These improvements were obtained while considering the classification of patterns in single cells. An additional strategy is to utilize information from more than one cell from the same sample. For example, when sets of HeLa cells from the same slide were individually classified and allowed to vote for a single classification for the entire set, overall accuracy improved from 83% to 98% . The penalty for this improvement is that we give up the ability to identify more than one pattern in a given set. A possible improvement on this approach is therefore to first estimate the number of classes that are present from the frequencies of the classes (by ruling out classes that have a low frequency), and then assign each cell to one of the remaining classes. (If we rule out all but one class, this approach reduces to the previous one.) So that we can decide which classes to rule out, we assume that the "true" classes are present in roughly equal proportions. In this paper, we first evaluate this simple strategy. We then describe more sophisticated approaches that construct a graphical model representing pattern information for more than one cell in a field so that improved classification accuracy can be achieved while retaining the ability to classify each cell individually (and without the assumption that classes are present in equal frequencies).
Graphical models have been extensively applied to problems in the computer vision field, such as image segmentation and object recognition, where the pixels in an image can be segmented or classified into two (foreground and background) or more classes . Many classification problems where the labels of related objects must be consistent with each other, such as hypertext classification  and identification of protein functions in the protein-protein interaction network , can also utilize graph-based methods.
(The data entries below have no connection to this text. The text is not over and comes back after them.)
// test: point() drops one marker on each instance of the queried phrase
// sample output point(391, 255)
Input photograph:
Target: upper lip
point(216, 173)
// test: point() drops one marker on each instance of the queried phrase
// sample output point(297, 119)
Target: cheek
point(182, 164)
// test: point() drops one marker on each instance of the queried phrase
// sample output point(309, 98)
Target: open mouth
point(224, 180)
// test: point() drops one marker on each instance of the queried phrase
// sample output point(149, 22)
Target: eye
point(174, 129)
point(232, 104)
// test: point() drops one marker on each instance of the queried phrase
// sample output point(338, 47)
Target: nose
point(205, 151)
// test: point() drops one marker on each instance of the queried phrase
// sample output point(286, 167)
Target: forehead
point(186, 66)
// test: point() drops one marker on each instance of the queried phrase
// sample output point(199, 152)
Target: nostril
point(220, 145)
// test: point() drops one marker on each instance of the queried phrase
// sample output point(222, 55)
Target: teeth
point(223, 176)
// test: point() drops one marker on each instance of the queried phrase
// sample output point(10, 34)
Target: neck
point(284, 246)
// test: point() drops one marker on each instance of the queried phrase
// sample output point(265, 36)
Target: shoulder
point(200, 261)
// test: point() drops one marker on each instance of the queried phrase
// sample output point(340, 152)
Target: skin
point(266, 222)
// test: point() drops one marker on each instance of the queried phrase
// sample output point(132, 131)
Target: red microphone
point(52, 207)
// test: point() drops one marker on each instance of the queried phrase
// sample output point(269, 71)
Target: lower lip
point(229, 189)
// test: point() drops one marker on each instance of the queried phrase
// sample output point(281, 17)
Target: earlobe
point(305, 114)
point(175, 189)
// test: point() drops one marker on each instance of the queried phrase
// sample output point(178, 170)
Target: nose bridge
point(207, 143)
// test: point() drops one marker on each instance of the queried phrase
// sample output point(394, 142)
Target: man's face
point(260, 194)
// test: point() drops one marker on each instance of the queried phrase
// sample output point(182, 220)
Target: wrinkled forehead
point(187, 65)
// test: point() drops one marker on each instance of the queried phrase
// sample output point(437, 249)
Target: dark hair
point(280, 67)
To our knowledge, graphical models have not previously been applied to the recognition of subcellular patterns in multi-cell images. Large numbers of such images are increasingly being acquired both in projects aimed at determining the subcellular location of all proteins [8, 15–17] and in drug screening by high-throughput microscopy . Part of the motivation behind the work we describe here is the need to classify fields of cultured cells that may be expressing different tagged proteins (such fields arise when a population of cells is randomly tagged). An additional motivation is the desire to classify individual cell patterns in tissues that may consist of more than one cell type.
The problem to be solved using a graphical model is to infer the posterior probability of each class for each node (cell) using information about the likely classes of other nodes (cells). For some graphical models, an exact solution can be found using the belief propagation (BP) algorithm . However, BP can only calculate the posterior probability correctly on trees or forests, that is, on graphs where there is at most one path between any two nodes. If there are loops in the graph, the junction tree algorithm  can be used to convert a loopy graph into a tree by clustering nodes together. Exact inference can then be achieved by applying BP on the converted tree, but the running time is exponential in the size of the largest cluster in the converted graph. We therefore need approximate inference methods for cases where the size of the largest cluster is large. A commonly used approximate method is loopy belief propagation (LBP), which iteratively applies belief propagation updates on a graph with loops. LBP often gives good approximate inference when it converges , and often runs very quickly, but can fail to converge on some graphs. Other approximate inference algorithms, such as variational methods  and Monte Carlo methods , are also widely used. Running times for these approximate inference methods can be prohibitive for large graphs.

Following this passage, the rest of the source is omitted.